その手跡は弱々しくも美しいのがなんとも哀れに感じられます。
 
いまはとて燃えん煙もむすぼほれ
     絶えぬ思ひのなほや残らん
(今は限りと私が燃えるその火葬の煙も絡み合って解けないほどに御身にまつわりついてその想いを遺してゆくことでしょう)
 
小侍従の訴えで宮はようやく返事を書かれ、闇に紛れるようにして柏木の元へ走ったのでした。
小侍従は泣いておりました。
想い想われての愛を貫くのであれば死出の旅路も心安いものであろうに、この恋には救いがないではないか、そう思うと涙が溢れてくるのです。
小侍従は宮の返歌を柏木はなんと思うのかと考えると胸が痛むのでした。
 
致仕太政大臣の邸は篝火が赤々と焚かれ、護摩の煙がもうもうとたち込める中で陀羅尼を唱える野太い声が邸を揺るがすように響いております。
小侍従はその異様な様子にたじろぎました。
柏木も賤しい山伏までもが元大臣の邸を歩き回っているのを情けなく感じておりました。
父君はどのような力にも縋りたいと山奥にて荒行する験者までも呼び寄せて祈祷させているのです。
柏木はあまりのやかましさに耐えられぬ、と休む旨を伝えさせ小侍従を待ちました。
小侍従は昨夜会ったよりも柏木がさらにやつれているようで、手にした文を渡そうかどうかと躊躇われます。
この手紙を見てそのまま息絶えられたならばどうしようかという惧れがあるのです。
「小侍従よ、陰陽師に言わせると私には女の物の怪が憑いているそうだよ。
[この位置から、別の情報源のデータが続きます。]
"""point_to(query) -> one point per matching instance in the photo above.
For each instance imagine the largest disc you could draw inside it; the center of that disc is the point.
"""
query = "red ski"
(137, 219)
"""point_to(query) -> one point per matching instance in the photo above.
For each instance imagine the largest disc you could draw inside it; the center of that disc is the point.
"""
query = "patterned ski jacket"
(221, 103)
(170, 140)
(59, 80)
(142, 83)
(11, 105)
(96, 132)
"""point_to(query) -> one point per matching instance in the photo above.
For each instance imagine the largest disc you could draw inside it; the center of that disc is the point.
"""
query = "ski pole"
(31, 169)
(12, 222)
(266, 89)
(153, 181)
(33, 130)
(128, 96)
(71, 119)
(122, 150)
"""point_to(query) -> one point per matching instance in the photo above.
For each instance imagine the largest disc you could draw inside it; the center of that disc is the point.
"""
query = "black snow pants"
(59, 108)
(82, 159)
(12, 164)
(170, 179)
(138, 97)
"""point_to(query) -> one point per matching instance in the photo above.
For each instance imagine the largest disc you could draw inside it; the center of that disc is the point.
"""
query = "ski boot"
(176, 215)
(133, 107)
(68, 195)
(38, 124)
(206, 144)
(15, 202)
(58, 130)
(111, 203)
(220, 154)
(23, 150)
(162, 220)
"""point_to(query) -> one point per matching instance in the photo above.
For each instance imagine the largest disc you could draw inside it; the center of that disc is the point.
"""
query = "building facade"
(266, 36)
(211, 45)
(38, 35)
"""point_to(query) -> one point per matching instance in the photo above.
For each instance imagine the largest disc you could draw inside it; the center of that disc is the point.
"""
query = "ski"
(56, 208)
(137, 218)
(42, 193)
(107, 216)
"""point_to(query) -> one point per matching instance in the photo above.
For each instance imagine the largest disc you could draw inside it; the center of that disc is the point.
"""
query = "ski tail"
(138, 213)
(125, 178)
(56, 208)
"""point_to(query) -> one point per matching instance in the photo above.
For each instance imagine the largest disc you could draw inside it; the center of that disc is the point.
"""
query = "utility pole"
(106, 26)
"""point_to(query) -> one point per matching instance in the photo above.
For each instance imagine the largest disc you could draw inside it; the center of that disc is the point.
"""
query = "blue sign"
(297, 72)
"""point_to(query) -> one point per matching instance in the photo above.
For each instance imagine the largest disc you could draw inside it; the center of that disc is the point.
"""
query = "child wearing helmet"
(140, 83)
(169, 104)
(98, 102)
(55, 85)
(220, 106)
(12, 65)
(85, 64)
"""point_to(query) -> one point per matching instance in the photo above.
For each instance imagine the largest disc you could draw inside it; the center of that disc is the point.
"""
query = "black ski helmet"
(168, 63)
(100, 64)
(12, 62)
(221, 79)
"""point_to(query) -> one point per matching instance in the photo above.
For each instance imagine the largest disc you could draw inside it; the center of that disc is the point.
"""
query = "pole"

それが害をなしてこの身は蝕まれているそうな。誰も私の罪など知りようもなく、物の怪などと笑わせる話ではないか。むしろその女の物の怪というのが宮の恋心によるものであれば如何ほど嬉しいことか」
自嘲の笑みを浮かべる柏木に小侍従は何も言うことが出来ずにただ手紙を握りしめております。
柏木には宮の返歌が自分の望んだような愛情溢れたものでないことを小侍従の顔色から察しました。
「小侍従、宮の御返事を見せておくれ」
小侍従は諦めて手紙を差し出しました。
 
たちそひて消えやしなまし憂きことを
        思い乱るる煙くらべに
(あなたが火葬される煙と共にこの身も死んでしまいそうです。それほどに思い悩んでいるわたくしの心をご存知ですか?あなたの思い悩むのとどちらが重いものか、その煙で比べてみましょうか)
 
柏木は口の端にうっすらと笑みを浮かべました。
それはあまりの幼い詠みぶりを嘲笑ったものか、このような宮に想いを懸けた己を嘲笑ったものか。
「この『煙くらべ』という言葉を思い出として、私はあの世に旅だって逝くとしよう」
そうして笑う柏木の心情を推し量ることは小侍従にはできませんでした。
 
行くへなき空の煙となりぬとも
     思ふあたりを立ちは離れじ
(私がどこへともない空へ旅立つ煙となっても、恋しいあなたの傍を離れないでしょう)
 
「最後にこの歌だけを宮にお伝えしておくれ。今までありがとう」
柏木はそれだけ言うと死の床へと戻ってゆきました。
その後ろ姿が物寂しく、小侍従には本当にこれが最後なのだと自ずと悟られ、涙が流れるのを止められないのでした。